With the plane level and open full throttle: Quickly pinch (just long enough to stop fuel flow - less than half a second) the fuel line somewhere between the tank and the carb. If the RPM increases, you are not too lean yet. Lean the needle valve by a couple of clicks.

[for those with Remote Needle valve; you pinch between the tank and the needle valve]

After 10-15 seconds for the engine to "settle" then pinch the line again. When it "sags" or tries to die immediately, you are now at or past the max RPM (Too lean to fly) and need to back it out the needle valve a couple clicks.

Then, let it run a bit, test the transition from idle to full. If it no longer transitions well, you may need to re-set the idle mixture.

Then do 'nose in the air tests'.

Starting level, go to full throttle and then hold the plane pointed straight up at full throttle for at least 10 seconds, it should not sag or try to quit. Then bring the plane back to level.

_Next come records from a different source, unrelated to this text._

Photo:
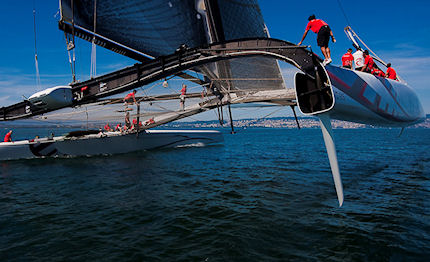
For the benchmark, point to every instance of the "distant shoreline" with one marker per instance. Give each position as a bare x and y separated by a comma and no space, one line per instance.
276,122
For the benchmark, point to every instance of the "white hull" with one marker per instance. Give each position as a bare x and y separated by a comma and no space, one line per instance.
107,143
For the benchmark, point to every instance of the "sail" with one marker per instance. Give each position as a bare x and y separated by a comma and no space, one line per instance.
150,27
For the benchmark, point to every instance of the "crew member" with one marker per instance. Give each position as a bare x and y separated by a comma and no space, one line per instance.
391,73
377,72
368,62
127,121
107,127
182,97
347,59
324,32
8,136
130,98
358,59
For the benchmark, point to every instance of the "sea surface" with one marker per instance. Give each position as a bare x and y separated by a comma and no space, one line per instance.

Reduce the throttle to idle for at least 30 seconds - then tilt the plane nose up about 30 degrees for about 30 seconds. It may increase in RPM a little, but should not go to lean or try to quit (this is kinda simulating your landing approach).

It should keep running reliably in all of those orientations..

That's just my "generic" way of tuning a two-stroke if you don't have the manual..

Do NOT use this on a 4-stroke; gotta have a tach for them..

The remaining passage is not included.